Über 500 Menschen demonstrieren für Erhalt des Djäzz in Duisburg
29.01.2011 | 18:36 Uhr 2011-01-29T18:36:00+0100
Duisburg. Über 500 Menschen gingen nach Polizei-Schätzungen Samstag für den Erhalt des Djäzz auf die Straße. Musiker und Besucher des Szenelokals zeigten mit ihrer Aktion die Bedeutung des Veranstaltungsortes eindrucksvoll auf.
Ins Djäzz hätten sie schon nicht mehr gepasst, so viele waren es. Selbst an zwei Abenden wäre die Menschenmenge für den Kellerclub an der Börsenstraße zu groß gewesen. Mehr als 500 Demonstranten gingen nach Schätzungen der Polizei am Samstagmittag für den Erhalt des Lokals auf die Straße, dem nach einer Sperrzeitverlängerung der finanzielle Ruin und damit die Schließung drohen. Die Protestaktion von Musikern und Besuchern war mehr als nur Werbung für das Djäzz. Sie entwickelte sich zu einem Straßen-, zu einem Stadtfest, das Duisburg die Bedeutung des Veranstaltungsortes eindrucksvoll aufzeigte.
Selbst die Redner bei der Eröffnungskundgebung vor dem Averdunkcentrum konnten es nicht fassen. Dass für den Erhalt eines Musikclubs tatsächlich so viele Menschen einstehen würden, hat vor der Demonstration kaum einer vermutet.

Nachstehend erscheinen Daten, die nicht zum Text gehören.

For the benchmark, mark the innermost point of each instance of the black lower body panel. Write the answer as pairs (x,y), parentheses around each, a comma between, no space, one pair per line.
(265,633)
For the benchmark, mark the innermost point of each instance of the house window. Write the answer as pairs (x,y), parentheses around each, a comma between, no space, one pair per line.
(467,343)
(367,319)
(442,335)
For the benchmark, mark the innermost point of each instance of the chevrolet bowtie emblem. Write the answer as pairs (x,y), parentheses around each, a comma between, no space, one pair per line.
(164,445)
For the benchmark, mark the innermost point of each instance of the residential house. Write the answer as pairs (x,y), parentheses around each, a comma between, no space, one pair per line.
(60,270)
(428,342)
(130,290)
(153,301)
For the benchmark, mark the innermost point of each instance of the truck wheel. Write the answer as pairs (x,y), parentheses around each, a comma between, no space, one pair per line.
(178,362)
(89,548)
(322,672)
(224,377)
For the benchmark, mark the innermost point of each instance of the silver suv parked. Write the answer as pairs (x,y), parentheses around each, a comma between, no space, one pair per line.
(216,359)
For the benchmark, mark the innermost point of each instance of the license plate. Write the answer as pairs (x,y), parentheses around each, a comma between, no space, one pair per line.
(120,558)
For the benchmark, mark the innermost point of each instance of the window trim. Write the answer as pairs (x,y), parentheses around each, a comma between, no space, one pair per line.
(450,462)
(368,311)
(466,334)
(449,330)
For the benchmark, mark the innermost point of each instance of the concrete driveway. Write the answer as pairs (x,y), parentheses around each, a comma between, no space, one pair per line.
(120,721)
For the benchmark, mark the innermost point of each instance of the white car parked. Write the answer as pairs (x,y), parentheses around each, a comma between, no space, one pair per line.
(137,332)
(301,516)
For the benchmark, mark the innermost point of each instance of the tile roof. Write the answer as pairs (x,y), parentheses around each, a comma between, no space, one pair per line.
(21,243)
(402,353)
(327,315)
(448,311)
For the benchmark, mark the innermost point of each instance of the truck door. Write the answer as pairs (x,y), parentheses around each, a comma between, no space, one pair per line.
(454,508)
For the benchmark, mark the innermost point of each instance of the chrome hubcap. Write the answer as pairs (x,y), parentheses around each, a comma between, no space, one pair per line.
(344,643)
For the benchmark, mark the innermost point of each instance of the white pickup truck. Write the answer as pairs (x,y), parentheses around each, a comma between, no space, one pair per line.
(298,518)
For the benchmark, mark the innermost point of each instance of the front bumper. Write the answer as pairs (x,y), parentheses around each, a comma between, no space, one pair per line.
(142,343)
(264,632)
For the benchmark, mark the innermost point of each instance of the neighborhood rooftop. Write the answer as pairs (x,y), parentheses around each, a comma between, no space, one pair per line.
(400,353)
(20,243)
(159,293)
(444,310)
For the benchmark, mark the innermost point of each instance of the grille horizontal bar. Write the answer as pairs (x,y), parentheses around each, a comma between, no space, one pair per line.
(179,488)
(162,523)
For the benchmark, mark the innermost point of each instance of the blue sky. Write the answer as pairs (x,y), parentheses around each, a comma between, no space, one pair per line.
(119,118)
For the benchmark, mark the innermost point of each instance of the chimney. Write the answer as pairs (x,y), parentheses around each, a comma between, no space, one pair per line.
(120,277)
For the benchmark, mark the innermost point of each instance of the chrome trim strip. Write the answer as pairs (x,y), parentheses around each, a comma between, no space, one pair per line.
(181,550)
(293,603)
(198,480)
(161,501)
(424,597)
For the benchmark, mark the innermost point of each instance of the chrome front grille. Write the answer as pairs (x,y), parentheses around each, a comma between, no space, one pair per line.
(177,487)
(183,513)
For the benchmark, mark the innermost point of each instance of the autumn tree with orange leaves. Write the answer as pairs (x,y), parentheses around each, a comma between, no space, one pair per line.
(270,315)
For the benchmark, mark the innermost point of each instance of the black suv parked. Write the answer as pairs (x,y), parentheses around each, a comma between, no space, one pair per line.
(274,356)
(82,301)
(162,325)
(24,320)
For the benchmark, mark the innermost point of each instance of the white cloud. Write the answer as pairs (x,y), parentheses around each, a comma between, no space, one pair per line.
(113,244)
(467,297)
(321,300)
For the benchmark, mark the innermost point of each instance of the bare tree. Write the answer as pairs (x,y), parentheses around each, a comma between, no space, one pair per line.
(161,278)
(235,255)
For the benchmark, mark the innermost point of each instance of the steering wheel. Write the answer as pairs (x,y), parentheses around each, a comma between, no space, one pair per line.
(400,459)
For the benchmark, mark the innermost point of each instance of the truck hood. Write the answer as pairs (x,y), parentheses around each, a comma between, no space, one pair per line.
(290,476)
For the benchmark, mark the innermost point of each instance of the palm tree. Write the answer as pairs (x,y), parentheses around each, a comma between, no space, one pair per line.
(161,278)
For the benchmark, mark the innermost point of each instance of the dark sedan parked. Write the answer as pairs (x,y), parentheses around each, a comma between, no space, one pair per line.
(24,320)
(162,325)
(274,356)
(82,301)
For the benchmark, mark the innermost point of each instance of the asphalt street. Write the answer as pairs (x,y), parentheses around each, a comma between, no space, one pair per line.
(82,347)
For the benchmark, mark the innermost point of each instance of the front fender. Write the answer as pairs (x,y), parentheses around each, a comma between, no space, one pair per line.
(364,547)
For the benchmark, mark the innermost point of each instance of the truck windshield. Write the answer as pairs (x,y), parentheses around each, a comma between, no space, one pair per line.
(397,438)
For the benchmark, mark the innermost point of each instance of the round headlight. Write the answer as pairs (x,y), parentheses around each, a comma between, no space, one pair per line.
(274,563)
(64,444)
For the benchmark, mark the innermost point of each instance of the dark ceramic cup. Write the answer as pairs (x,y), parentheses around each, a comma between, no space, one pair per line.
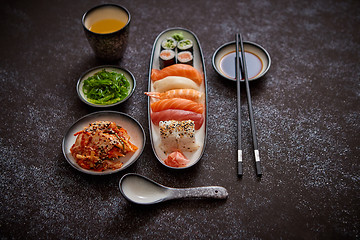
(107,46)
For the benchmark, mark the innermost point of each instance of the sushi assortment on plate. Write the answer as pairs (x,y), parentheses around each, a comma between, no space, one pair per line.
(177,99)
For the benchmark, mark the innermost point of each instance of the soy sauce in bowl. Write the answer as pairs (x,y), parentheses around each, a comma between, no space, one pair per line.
(253,63)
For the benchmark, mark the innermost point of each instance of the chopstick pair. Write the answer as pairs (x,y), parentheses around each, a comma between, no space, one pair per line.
(241,70)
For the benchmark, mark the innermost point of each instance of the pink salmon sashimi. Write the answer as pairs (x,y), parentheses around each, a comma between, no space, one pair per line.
(190,94)
(177,103)
(177,115)
(182,70)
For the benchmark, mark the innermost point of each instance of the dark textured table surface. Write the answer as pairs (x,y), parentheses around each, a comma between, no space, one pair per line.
(306,111)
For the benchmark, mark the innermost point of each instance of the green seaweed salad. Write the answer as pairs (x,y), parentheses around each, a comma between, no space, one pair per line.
(106,87)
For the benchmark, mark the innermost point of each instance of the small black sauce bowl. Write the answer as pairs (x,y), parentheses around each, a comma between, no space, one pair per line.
(129,76)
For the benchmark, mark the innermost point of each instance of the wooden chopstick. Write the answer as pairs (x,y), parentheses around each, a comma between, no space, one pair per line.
(252,122)
(238,78)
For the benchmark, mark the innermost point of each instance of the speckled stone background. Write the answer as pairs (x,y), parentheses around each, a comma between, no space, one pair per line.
(306,110)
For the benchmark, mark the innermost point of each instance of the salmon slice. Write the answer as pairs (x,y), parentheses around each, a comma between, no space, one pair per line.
(178,115)
(190,94)
(177,103)
(182,70)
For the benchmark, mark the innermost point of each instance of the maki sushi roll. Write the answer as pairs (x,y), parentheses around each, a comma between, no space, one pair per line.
(185,57)
(167,58)
(185,45)
(168,44)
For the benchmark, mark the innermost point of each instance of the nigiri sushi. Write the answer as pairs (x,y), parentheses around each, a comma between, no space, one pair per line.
(176,159)
(182,70)
(177,135)
(177,103)
(190,94)
(178,115)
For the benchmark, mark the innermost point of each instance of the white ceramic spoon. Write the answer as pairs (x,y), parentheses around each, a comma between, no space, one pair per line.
(142,190)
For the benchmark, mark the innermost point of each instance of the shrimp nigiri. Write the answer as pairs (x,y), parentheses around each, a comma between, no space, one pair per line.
(182,70)
(190,94)
(177,103)
(174,82)
(177,115)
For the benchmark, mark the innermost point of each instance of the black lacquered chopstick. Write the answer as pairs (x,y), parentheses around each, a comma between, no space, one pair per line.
(252,122)
(238,78)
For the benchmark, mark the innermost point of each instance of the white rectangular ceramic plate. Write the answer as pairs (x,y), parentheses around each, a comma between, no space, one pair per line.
(198,63)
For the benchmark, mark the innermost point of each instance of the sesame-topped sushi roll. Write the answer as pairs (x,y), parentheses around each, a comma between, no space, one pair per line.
(177,135)
(185,45)
(168,44)
(185,57)
(167,58)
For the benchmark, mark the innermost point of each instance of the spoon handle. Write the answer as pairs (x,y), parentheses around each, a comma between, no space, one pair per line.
(200,192)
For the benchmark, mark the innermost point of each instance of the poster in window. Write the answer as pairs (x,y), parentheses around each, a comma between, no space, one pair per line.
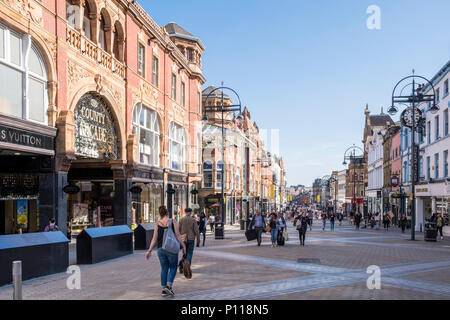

Auch Geschäftsführer Ercan Ulucan nicht. „Ich habe keine Worte dafür, um das zu beschreiben“, sagte er, während die Demonstration am Nachmittag in einem Konzert an den Wiesen vor dem Landgericht gipfelte. „Heute ist endlich mal wieder ein Tag, an dem ich die ganze Zeit lachen kann.“
In der kommenden Woche Gespräche mit der Stadt
Wie es mit dem Djäzz weitergeht, ist noch nicht klar. „Ich habe in der nächsten Woche Termine mit ein paar Leuten von der Stadt“, erklärte Ulucan. „Ein neues Objekt muss her, für das Djäzz an der bisherigen Stelle gibt es einfach keine Hoffnung.“ Die Konzerte sollen in den nächsten Monaten weiterhin stattfinden, auch wenn durch den Ausfall der Party nach der Sperrzeitverlängerung finanzielle Einbußen bevorstehen. Das sei er den Gästen und Musikern schuldig, die sich seit Wochen mit kreativen Aktionen für den Erhalt des Djäzz einsetzen und das Lokal durch ihre Besuche unterstützen.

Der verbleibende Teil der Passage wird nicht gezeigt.